Wie Prüfungen zur Idee der Meritokratie geführt haben
Hannah Arendt hielt 1958 eine Rede über die Krise der Erziehung. (Darin steht der wunderbare Satz: »In der Erziehung entscheidet sich, ob wir die Welt genug lieben, um die Verantwortung für sie zu übernehmen […]«) Aus amerikanischer Perspektive spricht sie darin über das britische System, Studierende auszuwählen:
Was in England erzielt wird, ist offenbar wieder die Heranbildung einer Oligarchie, diesmal nicht des Reichtums und nicht der Geburt, sondern der Begabung.
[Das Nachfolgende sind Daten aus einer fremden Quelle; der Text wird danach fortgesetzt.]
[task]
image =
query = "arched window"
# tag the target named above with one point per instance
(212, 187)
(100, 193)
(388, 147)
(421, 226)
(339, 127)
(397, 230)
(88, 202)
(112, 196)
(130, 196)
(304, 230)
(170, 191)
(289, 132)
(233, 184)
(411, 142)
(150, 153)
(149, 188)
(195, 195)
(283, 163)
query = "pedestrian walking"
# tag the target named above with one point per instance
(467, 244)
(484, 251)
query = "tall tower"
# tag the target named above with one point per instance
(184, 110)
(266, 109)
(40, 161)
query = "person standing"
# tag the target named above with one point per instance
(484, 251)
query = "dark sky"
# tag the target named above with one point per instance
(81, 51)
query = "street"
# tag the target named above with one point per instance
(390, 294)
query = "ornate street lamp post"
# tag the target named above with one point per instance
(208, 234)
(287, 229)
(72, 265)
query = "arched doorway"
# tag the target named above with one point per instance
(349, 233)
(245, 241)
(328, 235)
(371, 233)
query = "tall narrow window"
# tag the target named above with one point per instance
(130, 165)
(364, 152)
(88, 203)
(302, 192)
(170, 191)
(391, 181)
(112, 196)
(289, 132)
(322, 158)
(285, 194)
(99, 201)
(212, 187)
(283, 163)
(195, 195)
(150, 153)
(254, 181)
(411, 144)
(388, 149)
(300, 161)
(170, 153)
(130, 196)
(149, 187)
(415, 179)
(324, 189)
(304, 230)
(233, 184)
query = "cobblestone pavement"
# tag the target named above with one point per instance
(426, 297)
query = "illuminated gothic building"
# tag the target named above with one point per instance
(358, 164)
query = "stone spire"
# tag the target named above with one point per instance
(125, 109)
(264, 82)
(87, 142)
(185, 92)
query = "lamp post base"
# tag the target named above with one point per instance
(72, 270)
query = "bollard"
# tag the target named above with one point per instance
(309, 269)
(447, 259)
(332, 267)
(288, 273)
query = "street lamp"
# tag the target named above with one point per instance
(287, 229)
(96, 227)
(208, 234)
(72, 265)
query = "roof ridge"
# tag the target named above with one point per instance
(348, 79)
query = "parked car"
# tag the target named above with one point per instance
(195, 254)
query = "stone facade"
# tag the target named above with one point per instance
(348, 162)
Das aber heißt, auch wenn man sich dies in England nicht so klarmachen sollte, daß das Land […] so regiert werden wird, wie es seit eh und je regiert worden ist, nämlich weder monarchisch noch demokratisch, sondern oligarchisch oder aristokratisch […]. In Amerika würde man eine solche gleichsam physische Scheidung der Kinder in Begabte und Unbegabte für unerträglich halten. Sie widerspricht dem Prinzip der Gleichheit, der egalitären Demokratie.
In der englischen Übersetzung, die ebenfalls 1958 in der Partisan Review erschien, verwendet Arendt im ersten hier zitierten Satz das Wort »Meritokratie«:
What is aimed at in England is “meritocracy,” which is clearly once more the establishment of an oligarchy, this time not of wealth or of birth but of talent.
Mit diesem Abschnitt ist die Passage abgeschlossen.